鹿男あをによし

著 者:万城目学
出版社:幻冬舎
出版日:2007年4月10日 第1刷 5月2日 第4刷
評 価:☆☆☆☆(説明)

 好きな作家は?という質問に、他の作家さんとともに著者の名前を挙げているのに、テレビドラマにもなって著者の出世作、代表作である本書をまだ読んでいなかった。先日、図書館に行った折りに、本棚にあるこの本の赤と黒の文字の背表紙が目の端に留まった。時々こういうことがあるのだが「本に呼ばれた」という感じ。「あんた、俺をまだ読んでないでしょ!」って。

 物語の舞台は奈良。主人公は「おれ」。大学の研究室にいたが、訳あって奈良女学館という女子高の理科の教師として二学期だけという短期間赴任した28歳。胃腸に弱点があり、不安や緊張が高まるとお腹が痛くなる。理由は他にあるのだが、研究室でつけられたあだ名は「神経衰弱」。
 その「おれ」が、赴任の初日から生徒にからかわれる、という前途多難な短い教師生活をスタートさせる。その後、京都と大阪の姉妹高との対抗戦に向けて、剣道部の顧問をすることになったり、鹿に話しかけられたり...!?神経の細い人にはかなり過酷な体験だ。

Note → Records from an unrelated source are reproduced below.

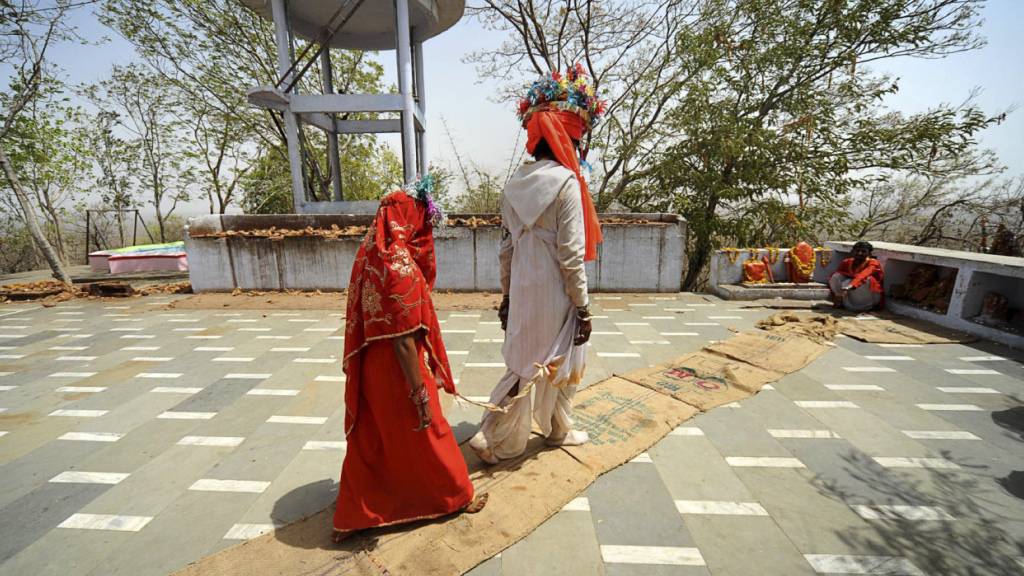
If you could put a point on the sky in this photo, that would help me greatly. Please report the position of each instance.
(487, 130)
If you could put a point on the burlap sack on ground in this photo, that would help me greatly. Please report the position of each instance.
(818, 327)
(623, 418)
(704, 379)
(898, 330)
(783, 353)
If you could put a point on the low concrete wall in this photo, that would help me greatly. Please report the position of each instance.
(640, 253)
(977, 275)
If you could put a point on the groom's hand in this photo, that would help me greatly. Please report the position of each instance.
(503, 312)
(583, 333)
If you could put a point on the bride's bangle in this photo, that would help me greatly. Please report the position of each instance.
(420, 396)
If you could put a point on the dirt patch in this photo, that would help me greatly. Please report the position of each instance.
(321, 300)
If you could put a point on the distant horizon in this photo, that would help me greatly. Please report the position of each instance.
(488, 130)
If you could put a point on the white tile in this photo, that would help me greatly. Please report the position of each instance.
(214, 485)
(940, 435)
(276, 419)
(92, 437)
(897, 511)
(176, 389)
(968, 389)
(107, 522)
(901, 345)
(982, 358)
(840, 564)
(665, 556)
(79, 477)
(720, 507)
(950, 407)
(248, 531)
(325, 445)
(581, 504)
(79, 413)
(803, 434)
(911, 462)
(217, 441)
(272, 392)
(763, 461)
(171, 415)
(825, 404)
(867, 369)
(971, 372)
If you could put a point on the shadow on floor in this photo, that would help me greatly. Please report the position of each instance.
(976, 542)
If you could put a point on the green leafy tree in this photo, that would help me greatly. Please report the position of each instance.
(212, 52)
(785, 119)
(145, 109)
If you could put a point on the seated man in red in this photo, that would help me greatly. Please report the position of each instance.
(857, 284)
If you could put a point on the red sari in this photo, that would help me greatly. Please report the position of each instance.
(391, 472)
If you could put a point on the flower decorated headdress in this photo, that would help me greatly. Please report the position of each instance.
(423, 190)
(572, 91)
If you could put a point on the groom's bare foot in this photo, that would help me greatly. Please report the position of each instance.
(477, 503)
(481, 450)
(573, 438)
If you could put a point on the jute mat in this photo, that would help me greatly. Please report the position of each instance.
(624, 416)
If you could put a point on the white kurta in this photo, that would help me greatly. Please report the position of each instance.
(543, 273)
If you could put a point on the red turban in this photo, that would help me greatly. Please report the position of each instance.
(559, 128)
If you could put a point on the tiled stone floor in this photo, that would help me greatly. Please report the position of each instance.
(135, 439)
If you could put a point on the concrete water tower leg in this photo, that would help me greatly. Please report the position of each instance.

 面白かった。一番だと思っていた「鴨川ホルモー」よりも面白いと思う。綴られているのは、ヤル気がない訳ではないが熱血でもない教師の、周囲に流されるがままの暮らし。しかし、そこここに笑いあり感動ありのエピソードが配置され、さらにその背景には1800年の歴史がある壮大な物語があった。
 「鴨川ホルモー」も「プリンセス・トヨトミ」も、奇抜な着想が作品を引っ張った感がある。もちろん本書の設定もかなり奇抜だけれど、個々のエピソードとそれを積み重ねた物語の組み立て方が上手く、それが「面白さ」につながっている。そんなわけで、いまさらですが、この本はオススメです。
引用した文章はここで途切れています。